Hurl vs. pytest + requests
Python-based API testing gives you a full programming language, which is both a strength and a weakness. Hurl's declarative format means less code to maintain, and non-developers can read and write the tests. For complex conditional logic, a programming language is better; for straightforward request-response testing, Hurl is simpler.
Tips and Best Practices
Organize tests by feature: Keep one Hurl file per feature or endpoint group. Name them descriptively: auth-flow.hurl, user-crud.hurl, search-api.hurl.
Use variables for environments: Never hardcode URLs. Always use {{host}} and pass the value at runtime. This lets you run the same tests against dev, staging, and production.

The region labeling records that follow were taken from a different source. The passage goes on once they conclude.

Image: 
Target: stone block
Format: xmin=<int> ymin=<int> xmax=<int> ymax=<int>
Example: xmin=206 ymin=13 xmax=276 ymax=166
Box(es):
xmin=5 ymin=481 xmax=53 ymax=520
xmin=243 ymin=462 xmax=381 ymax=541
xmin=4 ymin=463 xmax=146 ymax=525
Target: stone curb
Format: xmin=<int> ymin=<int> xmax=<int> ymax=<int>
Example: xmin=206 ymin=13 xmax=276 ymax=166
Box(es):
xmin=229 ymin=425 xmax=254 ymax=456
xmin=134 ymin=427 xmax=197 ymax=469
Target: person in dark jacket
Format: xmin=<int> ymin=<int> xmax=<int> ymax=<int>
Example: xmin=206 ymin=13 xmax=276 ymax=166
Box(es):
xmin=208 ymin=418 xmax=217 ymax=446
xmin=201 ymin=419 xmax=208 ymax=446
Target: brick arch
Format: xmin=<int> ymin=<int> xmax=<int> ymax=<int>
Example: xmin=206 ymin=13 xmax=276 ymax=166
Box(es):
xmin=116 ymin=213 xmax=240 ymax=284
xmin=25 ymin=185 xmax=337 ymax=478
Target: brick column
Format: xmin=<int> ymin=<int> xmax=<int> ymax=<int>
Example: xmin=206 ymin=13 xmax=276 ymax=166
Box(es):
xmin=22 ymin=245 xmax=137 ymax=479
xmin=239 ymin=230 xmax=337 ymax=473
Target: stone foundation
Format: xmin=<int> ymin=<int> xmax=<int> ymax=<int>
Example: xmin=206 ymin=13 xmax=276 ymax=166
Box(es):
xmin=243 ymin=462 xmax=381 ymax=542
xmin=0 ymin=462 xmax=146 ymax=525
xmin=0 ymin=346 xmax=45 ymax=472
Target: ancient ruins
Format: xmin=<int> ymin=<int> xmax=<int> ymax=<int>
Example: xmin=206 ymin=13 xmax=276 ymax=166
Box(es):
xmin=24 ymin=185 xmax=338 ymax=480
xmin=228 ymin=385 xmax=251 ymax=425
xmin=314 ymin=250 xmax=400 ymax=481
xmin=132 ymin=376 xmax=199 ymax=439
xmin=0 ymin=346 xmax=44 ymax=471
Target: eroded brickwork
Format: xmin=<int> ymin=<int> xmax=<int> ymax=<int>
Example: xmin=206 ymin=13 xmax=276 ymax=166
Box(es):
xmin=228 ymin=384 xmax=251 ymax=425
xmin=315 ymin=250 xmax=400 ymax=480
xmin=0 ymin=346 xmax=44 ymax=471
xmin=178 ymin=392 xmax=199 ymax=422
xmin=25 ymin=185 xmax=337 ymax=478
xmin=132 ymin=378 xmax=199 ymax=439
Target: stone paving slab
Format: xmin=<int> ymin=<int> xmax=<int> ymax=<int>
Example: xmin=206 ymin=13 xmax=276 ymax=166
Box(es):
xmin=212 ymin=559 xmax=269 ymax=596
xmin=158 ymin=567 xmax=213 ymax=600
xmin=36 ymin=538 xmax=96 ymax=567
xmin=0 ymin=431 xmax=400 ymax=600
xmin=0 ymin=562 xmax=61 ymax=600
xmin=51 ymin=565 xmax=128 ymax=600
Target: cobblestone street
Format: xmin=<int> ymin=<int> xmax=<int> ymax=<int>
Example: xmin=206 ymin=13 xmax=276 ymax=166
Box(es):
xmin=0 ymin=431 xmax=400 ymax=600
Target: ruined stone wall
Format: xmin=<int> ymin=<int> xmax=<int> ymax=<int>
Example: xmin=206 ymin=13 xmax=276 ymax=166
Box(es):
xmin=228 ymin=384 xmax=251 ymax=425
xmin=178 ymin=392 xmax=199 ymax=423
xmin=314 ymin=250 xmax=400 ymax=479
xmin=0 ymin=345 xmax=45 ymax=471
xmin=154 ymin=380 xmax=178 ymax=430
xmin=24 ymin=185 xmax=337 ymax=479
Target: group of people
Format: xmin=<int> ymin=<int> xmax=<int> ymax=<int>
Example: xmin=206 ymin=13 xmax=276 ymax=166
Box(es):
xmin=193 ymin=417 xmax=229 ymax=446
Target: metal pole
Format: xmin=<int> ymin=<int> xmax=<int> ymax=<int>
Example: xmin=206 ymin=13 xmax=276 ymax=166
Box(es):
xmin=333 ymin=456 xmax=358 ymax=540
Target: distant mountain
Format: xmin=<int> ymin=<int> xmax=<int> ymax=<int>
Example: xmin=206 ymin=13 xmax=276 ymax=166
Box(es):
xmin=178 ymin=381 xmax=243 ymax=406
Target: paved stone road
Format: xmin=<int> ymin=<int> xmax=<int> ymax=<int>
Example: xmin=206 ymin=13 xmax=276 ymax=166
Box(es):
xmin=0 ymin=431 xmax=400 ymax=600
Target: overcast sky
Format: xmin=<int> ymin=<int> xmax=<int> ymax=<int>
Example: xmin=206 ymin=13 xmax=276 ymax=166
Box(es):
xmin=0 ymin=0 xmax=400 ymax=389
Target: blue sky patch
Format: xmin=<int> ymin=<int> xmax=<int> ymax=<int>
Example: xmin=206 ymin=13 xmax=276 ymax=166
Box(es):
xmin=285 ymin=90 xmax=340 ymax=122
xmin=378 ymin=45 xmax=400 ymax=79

Test error cases explicitly: Do not just test the happy path. Write entries for 400, 401, 403, 404, and 422 responses. These are the cases that break in production.
Add duration assertions for critical paths: If your login endpoint must respond in under 200ms, assert it. Catch performance regressions before they ship.
Keep Hurl files in your API repo: Store tests next to the code they test. They should be part of the same pull request as the API changes.
Use the --very-verbose flag for debugging: When a test fails, rerun with --very-verbose to see the full request and response, including headers and timing.
Conclusion
Hurl brings the simplicity of curl to the world of API testing. Its plain text format is easy to write, easy to review, and easy to maintain. Assertions and captures eliminate the need for shell script glue. CI integration with JUnit reporting makes it a natural fit for automated pipelines. If your current API testing setup involves too many moving parts, Hurl is a compelling alternative that does one thing and does it well.